Can You Trust an AI Chatbot with College Admissions?

As designers, engineers, and strategists, our focus is always on finding the story and communicating it in the most effective way possible. We see the potential for AI to transform both our process and the ways people interact with information, but nobody is sure exactly how. So we experimented with bringing an AI-assisted experience into a real-life application, hoping to better understand AI’s scope, limitations, and opportunities. This is what that looked like.

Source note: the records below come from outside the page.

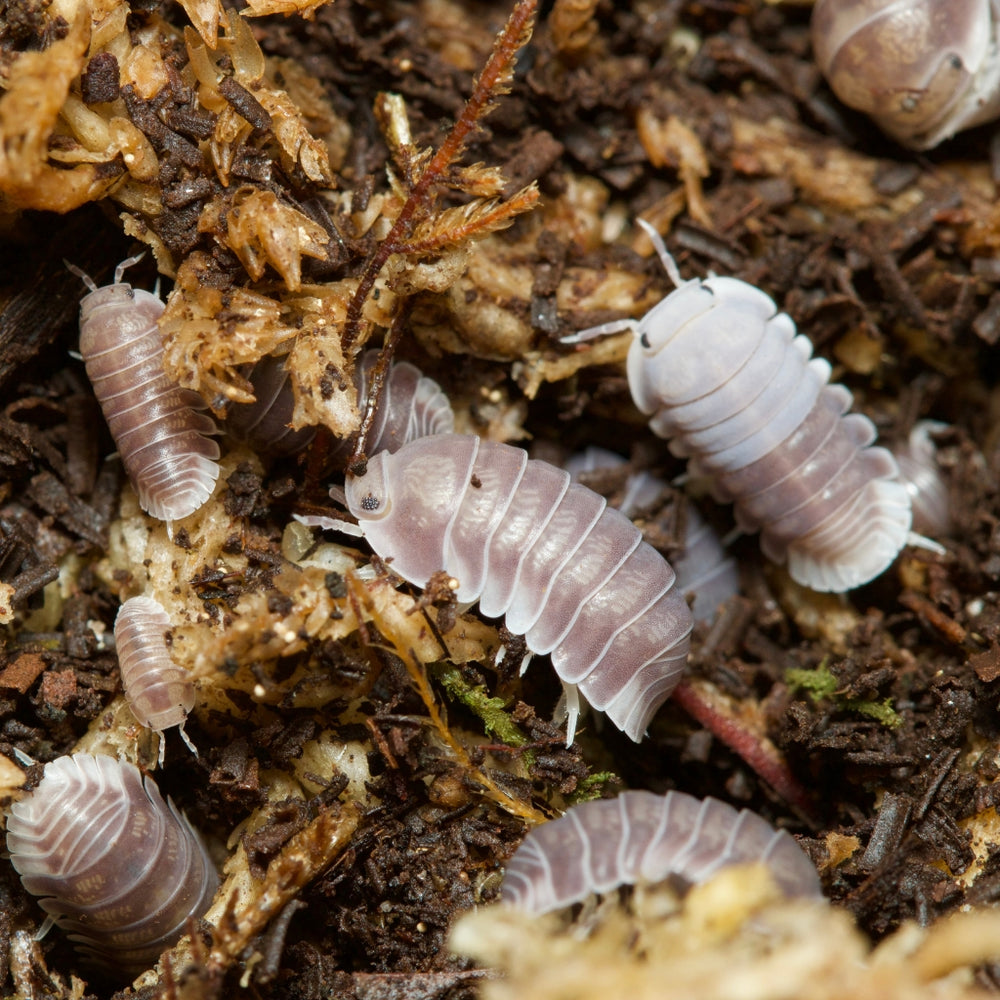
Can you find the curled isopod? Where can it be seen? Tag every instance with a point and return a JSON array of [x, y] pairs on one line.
[[703, 568], [567, 571], [641, 837], [920, 473], [160, 434], [729, 382], [411, 406], [116, 867], [922, 69], [159, 692]]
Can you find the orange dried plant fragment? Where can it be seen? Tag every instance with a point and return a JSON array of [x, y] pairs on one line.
[[36, 88], [261, 229], [209, 333]]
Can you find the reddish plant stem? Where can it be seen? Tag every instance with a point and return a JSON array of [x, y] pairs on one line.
[[764, 758], [498, 66], [379, 375]]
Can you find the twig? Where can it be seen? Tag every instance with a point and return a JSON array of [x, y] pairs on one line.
[[494, 78], [702, 701]]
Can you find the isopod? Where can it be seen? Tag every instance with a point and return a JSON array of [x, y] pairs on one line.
[[921, 475], [641, 837], [922, 69], [156, 426], [729, 382], [567, 571], [411, 406], [116, 867], [703, 567], [159, 692]]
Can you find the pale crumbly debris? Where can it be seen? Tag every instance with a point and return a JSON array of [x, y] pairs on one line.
[[7, 595], [732, 936]]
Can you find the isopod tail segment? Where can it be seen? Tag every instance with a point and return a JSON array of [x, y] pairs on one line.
[[566, 571], [725, 377], [597, 847]]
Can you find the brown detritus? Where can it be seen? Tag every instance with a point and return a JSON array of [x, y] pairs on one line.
[[887, 262], [742, 733], [420, 680], [494, 80]]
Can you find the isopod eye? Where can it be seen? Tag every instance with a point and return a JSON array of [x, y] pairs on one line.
[[368, 495]]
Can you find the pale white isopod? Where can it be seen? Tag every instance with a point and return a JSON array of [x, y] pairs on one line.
[[159, 691], [921, 69], [597, 847], [703, 568], [920, 473], [411, 406], [115, 866], [728, 381], [160, 435], [567, 571]]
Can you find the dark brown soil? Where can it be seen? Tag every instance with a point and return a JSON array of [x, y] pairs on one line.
[[895, 287]]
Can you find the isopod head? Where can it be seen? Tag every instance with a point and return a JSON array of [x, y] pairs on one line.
[[368, 494], [922, 69]]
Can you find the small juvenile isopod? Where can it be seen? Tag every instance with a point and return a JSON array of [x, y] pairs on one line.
[[160, 434], [921, 475], [703, 568], [728, 381], [567, 571], [159, 692], [922, 69], [115, 866], [411, 406], [641, 837]]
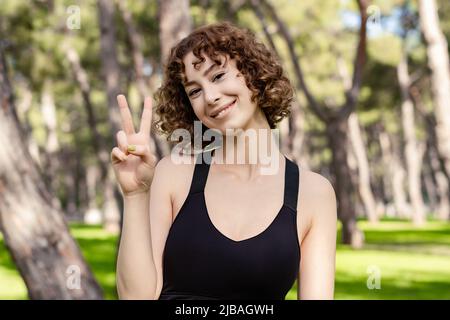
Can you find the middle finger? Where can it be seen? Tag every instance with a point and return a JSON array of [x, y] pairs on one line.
[[127, 120]]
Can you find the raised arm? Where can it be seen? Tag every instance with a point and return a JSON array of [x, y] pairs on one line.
[[134, 168]]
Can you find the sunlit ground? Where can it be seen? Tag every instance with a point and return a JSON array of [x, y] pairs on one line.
[[412, 263]]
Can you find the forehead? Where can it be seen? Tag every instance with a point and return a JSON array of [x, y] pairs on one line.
[[194, 67]]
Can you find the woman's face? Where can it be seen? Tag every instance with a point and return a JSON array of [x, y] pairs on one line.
[[212, 88]]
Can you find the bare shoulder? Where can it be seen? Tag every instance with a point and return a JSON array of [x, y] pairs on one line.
[[316, 198], [175, 171]]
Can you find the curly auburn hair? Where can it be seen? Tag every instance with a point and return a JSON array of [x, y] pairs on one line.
[[263, 73]]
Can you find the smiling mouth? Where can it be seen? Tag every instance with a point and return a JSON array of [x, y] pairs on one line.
[[225, 111]]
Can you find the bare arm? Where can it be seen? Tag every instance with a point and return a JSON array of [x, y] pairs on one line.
[[147, 220], [136, 274], [136, 172], [317, 267]]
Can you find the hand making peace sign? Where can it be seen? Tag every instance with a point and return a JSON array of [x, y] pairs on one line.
[[133, 163]]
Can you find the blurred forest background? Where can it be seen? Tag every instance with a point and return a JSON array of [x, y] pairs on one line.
[[372, 114]]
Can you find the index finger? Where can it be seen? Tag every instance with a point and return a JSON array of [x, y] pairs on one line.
[[125, 115], [146, 118]]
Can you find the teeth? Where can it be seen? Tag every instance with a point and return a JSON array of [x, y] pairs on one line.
[[223, 110]]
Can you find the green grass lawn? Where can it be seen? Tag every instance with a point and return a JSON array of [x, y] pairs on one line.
[[413, 263]]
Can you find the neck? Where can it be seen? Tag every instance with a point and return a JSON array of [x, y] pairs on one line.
[[251, 151]]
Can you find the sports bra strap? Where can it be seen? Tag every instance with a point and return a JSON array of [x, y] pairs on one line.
[[291, 178]]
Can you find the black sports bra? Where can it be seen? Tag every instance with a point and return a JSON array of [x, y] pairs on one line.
[[200, 263]]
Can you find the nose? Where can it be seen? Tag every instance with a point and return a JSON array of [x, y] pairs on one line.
[[211, 95]]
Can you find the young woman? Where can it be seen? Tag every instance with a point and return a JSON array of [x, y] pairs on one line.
[[221, 229]]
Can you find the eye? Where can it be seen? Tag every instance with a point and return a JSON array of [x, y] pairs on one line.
[[193, 92], [220, 75]]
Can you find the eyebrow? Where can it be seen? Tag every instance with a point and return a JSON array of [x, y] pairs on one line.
[[204, 74]]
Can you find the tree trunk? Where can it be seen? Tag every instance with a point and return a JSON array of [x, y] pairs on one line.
[[413, 153], [396, 173], [48, 111], [158, 144], [175, 23], [338, 139], [111, 76], [34, 230], [336, 122], [364, 187], [438, 61]]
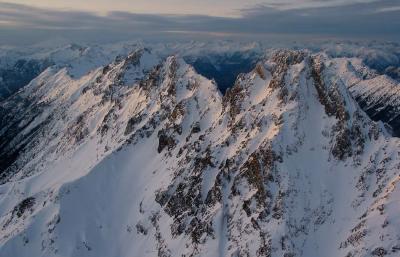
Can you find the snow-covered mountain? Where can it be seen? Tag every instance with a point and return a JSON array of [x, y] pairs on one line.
[[145, 157]]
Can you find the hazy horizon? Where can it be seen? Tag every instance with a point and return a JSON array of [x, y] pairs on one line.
[[28, 22]]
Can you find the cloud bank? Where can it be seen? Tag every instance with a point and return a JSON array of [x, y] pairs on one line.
[[23, 24]]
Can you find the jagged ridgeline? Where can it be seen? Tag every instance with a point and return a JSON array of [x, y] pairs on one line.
[[145, 157]]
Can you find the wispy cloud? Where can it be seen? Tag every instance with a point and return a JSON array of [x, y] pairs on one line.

Identifying a prototypical scenario: college admissions

First we had to consider what kind of application would be most informative. A typical information-dense website require users to find what they’re looking for through navigation or text search. That’s fine; it’s how people are used to navigating content on the web, and it encourages exploration and browsing. But these sites offer utility and their first job is to provide valuable information to users, ideally quickly. AI, especially chat-focused applications, has the potential to change the way that we think about these types of experiences, in which users typically require several different types of information:

Timely: “When is the next Boston Symphony Orchestra concert?”
Empirical: “How much are tickets?”
Real-time data: “Are there any left?”

And sometimes, they need an answer to a challengingly subjective question like “How do I get into MIT?”

With this framing in mind, we decided to collaborate with the admissions team at MIT and use the MIT Admissions website as a prototypical testing ground. The site is a solid use case, packed with loads of information that users rely on for their future. There’s a so much that goes into applying for college, and oftentimes it can be confusing and lead to many questions.

Getting to know our LLM

We started with a baseline. How would an existing model, something like ChatGPT, answer questions about MIT Admissions? So we asked it how to get into MIT. It actually answered fairly well, but it was responding based on general knowledge that the model had been trained on, rather than live data from anywhere on the web. Since it’s not answering from any authoritative source, you might not always get the correct answer.

For example, if we asked it, “Hey, can I get a second bachelor’s degree from MIT?” ChatGPT said, “Yeah, sure, no problem.” On the MIT website, however, they had a different answer. And the reason for this incorrect information is that the underlying LLM that ChatGPT uses has only been trained on general information up until September 2021. There are other models that exist out there, but they all suffer from a similar information gap. If the model isn’t trained on the data that you’re trying to pull an answer from, it won’t give a good answer and it might answer incorrectly altogether.

Inaccurate Q&A illustration. Why (and how) we built an AI chatbot for MIT as part of our ongoing exploration of AI’s impact on products, information, and design. — False.

Training the LLM

So the problem became: how do we get an AI to respond to a user using only the information that we want it to have? Part of our process early on was trying to understand how to get the AI itself to respond with our custom information set—in our case that was the content on the MIT Admissions website. Initially a concept called fine-tuning seemed promising. In theory, you can send training data to an existing model to teach that model about what it should say, loosely illustrated here.

Q&A illustration. Why (and how) we built an AI chatbot for MIT as part of our ongoing exploration of AI’s impact on products, information, and design. — Fine-tuning approach

It turned out that that approach is better suited to training a model on formats and patterns as opposed to introducing it to new information altogether. It also didn’t address an important aspect of our project: When applied to a specific application, like the MIT Admissions website, the AI should only respond with information that’s relevant to the MIT Admissions website.

We ended up moving towards an approach called Retrieval Augmented Generation, or RAG. Once again, this is a vastly simplified illustration, but at its core, RAG involves sending relevant context along with a descriptive prompt to the AI to get it to respond in a certain way with certain information. It effectively outlines guidelines on how the AI should respond and what it should respond with. Using the RAG approach led to a slightly different way of thinking about how AI works.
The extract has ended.